Policy Implementation Key for Kenya and Africa's Inclusive Development

16 December 2019

Nairobi — A week-long workshop that seeks to strengthen the capacity of national planning institutions in Kenya to develop, adopt and implement a national strategy for the integration of accountability frameworks and evidence-based policy-making approach in development planning, opened in Nairobi today with a clarion call on Africa to implement agreed plans and protocols for the betterment of her people.

The training workshop, being held under the theme; Strengthening the Capacities of African Governments for Integrating Accountability in Development Planning, also seeks to fortify capacities of national statistical institutions to collect, compile, produce and use data to monitor and assess the integration of accountability frameworks and evidence-based policy-making in planning processes.

This week focus is on Kenya with similar workshops having been held in Benin, Cameroon, Egypt and Zambia under an Economic Commission for Africa (ECA) pilot project aiming to address impediments to synergies required to enhance evidence-based policy-making.

In his remarks, Mr. Saitoti Torome, Principal Secretary in Kenya's State Department for Planning, said planning in Kenya was well-integrated, like some African countries. But the problem was with implementation.

"Kenya has come from far in terms of development planning. Its development strategies have been focused and target oriented," he said, adding the country's development planning was cemented by integrating planning and budget systems in the constitution.

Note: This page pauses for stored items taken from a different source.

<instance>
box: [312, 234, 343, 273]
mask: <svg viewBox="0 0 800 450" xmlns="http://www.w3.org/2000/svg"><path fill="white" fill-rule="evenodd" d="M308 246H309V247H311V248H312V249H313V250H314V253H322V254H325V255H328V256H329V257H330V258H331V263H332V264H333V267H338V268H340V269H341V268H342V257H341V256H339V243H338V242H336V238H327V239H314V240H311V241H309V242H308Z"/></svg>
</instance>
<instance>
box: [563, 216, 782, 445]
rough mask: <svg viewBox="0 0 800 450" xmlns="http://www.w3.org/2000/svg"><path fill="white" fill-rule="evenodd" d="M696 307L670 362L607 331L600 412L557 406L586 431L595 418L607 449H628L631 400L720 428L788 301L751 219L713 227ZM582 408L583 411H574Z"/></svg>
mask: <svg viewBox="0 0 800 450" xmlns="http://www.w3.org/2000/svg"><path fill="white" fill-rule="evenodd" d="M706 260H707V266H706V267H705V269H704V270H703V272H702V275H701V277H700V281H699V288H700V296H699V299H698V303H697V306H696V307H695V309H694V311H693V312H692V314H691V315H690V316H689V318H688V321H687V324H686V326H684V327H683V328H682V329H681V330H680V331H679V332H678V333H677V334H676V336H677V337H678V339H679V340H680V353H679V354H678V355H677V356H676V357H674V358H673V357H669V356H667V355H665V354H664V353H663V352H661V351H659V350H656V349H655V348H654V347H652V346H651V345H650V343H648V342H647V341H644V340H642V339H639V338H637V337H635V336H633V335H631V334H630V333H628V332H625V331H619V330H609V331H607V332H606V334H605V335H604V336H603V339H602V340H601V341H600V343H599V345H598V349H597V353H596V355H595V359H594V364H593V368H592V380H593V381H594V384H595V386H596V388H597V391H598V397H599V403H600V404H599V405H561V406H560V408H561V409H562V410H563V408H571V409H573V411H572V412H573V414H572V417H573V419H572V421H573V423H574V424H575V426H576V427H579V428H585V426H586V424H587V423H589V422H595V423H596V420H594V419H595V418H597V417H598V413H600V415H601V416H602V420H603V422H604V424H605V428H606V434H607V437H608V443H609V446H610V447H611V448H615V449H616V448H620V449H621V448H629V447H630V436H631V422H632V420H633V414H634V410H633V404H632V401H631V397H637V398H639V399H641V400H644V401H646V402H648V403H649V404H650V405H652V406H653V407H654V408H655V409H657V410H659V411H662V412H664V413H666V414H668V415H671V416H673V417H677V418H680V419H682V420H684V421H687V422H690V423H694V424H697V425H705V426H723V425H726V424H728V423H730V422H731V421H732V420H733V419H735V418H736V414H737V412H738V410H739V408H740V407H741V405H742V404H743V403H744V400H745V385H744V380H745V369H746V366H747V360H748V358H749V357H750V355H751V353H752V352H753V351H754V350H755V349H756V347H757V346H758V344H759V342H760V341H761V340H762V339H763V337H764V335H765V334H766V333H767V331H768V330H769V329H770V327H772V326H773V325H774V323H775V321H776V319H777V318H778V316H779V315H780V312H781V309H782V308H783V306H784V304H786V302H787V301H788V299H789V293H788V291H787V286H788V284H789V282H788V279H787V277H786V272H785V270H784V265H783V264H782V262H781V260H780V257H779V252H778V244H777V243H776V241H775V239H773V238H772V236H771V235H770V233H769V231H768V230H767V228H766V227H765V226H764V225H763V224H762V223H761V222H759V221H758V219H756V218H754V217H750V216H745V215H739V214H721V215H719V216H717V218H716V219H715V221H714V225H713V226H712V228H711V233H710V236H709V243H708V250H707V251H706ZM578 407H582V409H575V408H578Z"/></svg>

To entrench accountability in the country's planning and implementation of Government projects and programmes, Mr. Torome said, President Uhuru Kenyatta this year put in place different development implementation committees from national to county levels. This was meant to foster greater coordination and harmonization in the implementation of national development programmes and projects.

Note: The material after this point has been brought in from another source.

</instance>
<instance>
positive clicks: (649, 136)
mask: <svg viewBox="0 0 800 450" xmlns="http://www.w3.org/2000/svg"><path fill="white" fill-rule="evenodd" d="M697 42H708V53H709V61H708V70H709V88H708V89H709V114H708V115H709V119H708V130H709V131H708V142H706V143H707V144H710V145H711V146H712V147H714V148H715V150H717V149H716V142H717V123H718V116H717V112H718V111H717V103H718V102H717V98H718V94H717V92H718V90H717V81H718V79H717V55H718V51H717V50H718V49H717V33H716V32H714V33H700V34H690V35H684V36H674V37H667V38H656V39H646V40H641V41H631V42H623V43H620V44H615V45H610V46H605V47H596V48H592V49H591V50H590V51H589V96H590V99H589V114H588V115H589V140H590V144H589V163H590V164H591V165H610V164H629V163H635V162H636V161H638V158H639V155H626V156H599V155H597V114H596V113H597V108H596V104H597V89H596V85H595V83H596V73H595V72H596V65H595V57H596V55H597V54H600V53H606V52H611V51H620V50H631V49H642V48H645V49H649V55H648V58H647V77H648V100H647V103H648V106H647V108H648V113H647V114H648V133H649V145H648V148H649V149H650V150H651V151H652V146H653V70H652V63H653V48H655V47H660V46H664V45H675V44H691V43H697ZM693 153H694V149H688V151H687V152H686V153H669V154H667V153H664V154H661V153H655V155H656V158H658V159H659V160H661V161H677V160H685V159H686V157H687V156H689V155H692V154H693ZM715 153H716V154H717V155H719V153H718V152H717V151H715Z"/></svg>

He said the ECA initiative to strengthen the capacity of African national planning institutions and statistics institutions came at the right time when countries are implementing Africa's Agenda 2063 and the Sustainable Development Goals.

"Sustainable economic growth and development requires a proper framework for planning based on evidence. This must be accompanied by frequent monitoring and evaluation during implementation and continuous assessment to establish whether the intended purpose of the projects or programmes and the benefits to the citizens are being realized," said Mr. Torome.

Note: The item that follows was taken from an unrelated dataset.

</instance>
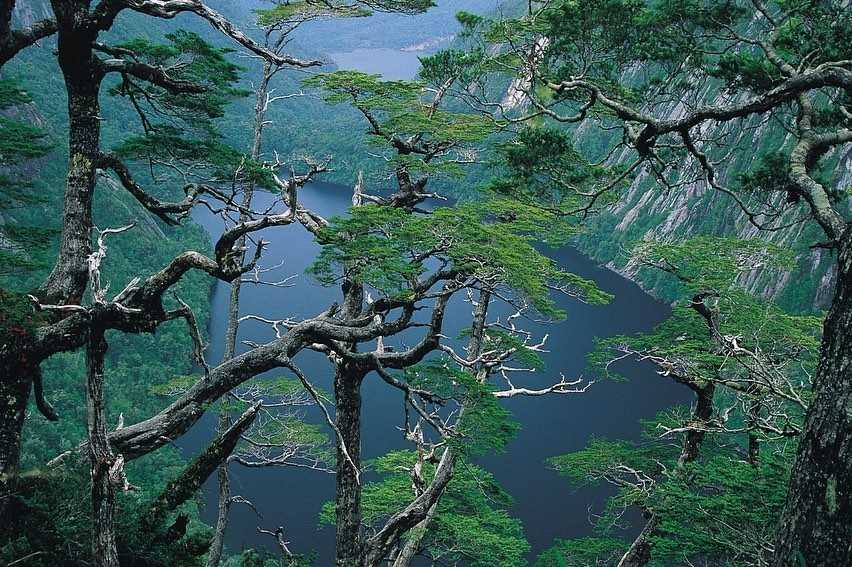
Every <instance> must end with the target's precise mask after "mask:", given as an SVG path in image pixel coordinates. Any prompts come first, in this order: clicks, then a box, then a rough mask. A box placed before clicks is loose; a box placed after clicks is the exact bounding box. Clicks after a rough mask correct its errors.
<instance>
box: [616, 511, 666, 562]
mask: <svg viewBox="0 0 852 567" xmlns="http://www.w3.org/2000/svg"><path fill="white" fill-rule="evenodd" d="M659 525H660V519H659V518H658V517H657V515H656V514H655V513H654V512H649V515H648V519H647V521H646V522H645V527H644V528H642V531H641V532H640V533H639V535H638V536H636V539H635V540H633V543H632V544H631V545H630V549H628V550H627V553H625V554H624V557H622V558H621V561H619V562H618V567H644V566H645V565H647V564H648V562H650V561H651V549H652V547H653V543H652V542H651V536H652V535H654V532H656V531H657V526H659Z"/></svg>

"The wide sphere of inclusive and sustainable development can only be achieved if there is synergy between planners, researchers, data analysts and policy makers. We will realize this if the disconnect in institutional framework across countries in terms of insufficient coordination and communication between the institutions in charge of planning, data and policy analysis are well addressed."

For his part, Mr. Julius Chokerah, a Development Coordination Officer representing the United Nations Resident Coordinator, said strengthening capacities of national statistical institutions to collect, compile, produce and use data to monitor and assess the integration of accountability frameworks and evidence-based policymaking in planning purposes was key to gauging progress on Agendas 2030 and 2063.

"Accountable and inclusive institutions should be in place to ensure participatory decision-making and responsive policies that leave no-one behind, whereby citizens have unfettered access to justice and the rule of law without which there can be no sustainable development," he said.

The training seeks to enhance the technical capacity of planning and statistics officers of member States in implementing national strategies for integrating accountability in national planning. It is specifically geared towards meeting capacity gaps unearthed during case studies for each pilot country.